Close to two-thirds of all prisoners serve their entire terms and are not released on parole, RTBF reported on Saturday in its midday TV newscast.
The situation has changed radically in 10 years, according to Annie Devos, General Director of Prisons for the Wallonia-Brussels Federation. “About ten years ago, approximately 60% of detainees were able to go on parole,” she said. “That figure has dropped to 28%.”
In 2019, 745 detainees remained in prison until the end of their sentence. This was twice the number that did so in 2007.
This evolution reflects tougher regulations. “Sentence enforcement courts have been in existence since 2007 and we saw a drop in conditional releases after their establishment,” Devos said. “Then there were significant legal modifications following important incidents.

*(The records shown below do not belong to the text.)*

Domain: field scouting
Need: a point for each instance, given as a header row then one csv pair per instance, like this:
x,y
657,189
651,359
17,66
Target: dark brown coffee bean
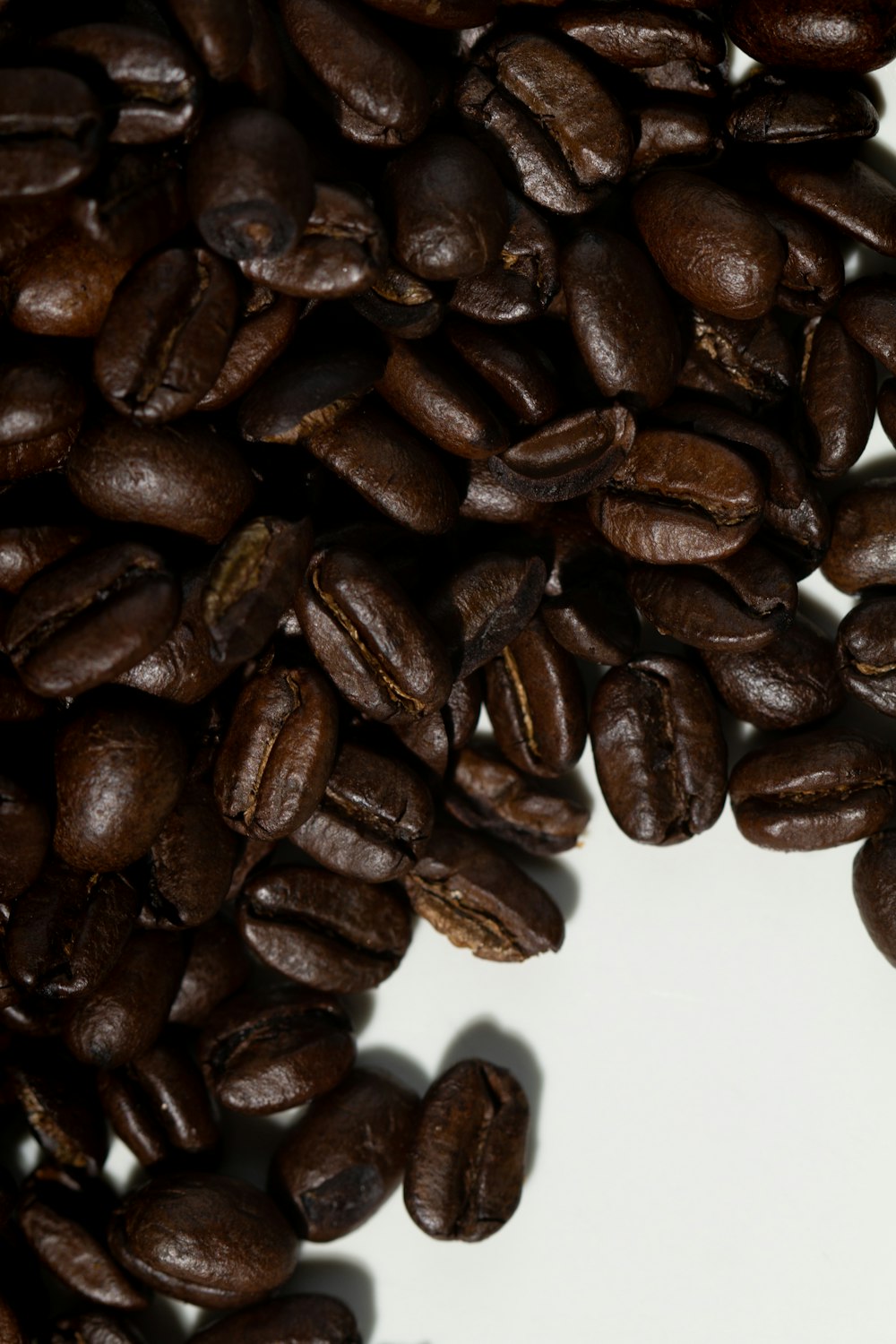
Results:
x,y
346,1156
124,1016
375,91
489,795
153,83
659,749
866,652
740,602
678,499
50,134
266,1054
375,819
481,900
231,1245
300,1319
250,185
61,1217
465,1171
535,698
67,930
814,790
621,317
790,682
861,550
120,768
187,478
89,618
874,892
323,930
279,752
167,333
720,253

“For example, since 2013, the prisoners themselves need to make the application. Before then, there was a systematic review of their situation. In 2019, a new law reinforced eligibility conditions, increasing the requirements. By the time all conditions are met, you’re generally far into the sentence,” she explained.
According to Devos, this situation is not without danger. “There is no guidance, these people (who sit out their entire sentences) find themselves in the street as soon as they leave prison,” she noted.
“If parole is granted, they are accompanied; assistance and monitoring are done by legal assistants. This can be supportive for parolees and provides guarantees for public safety.”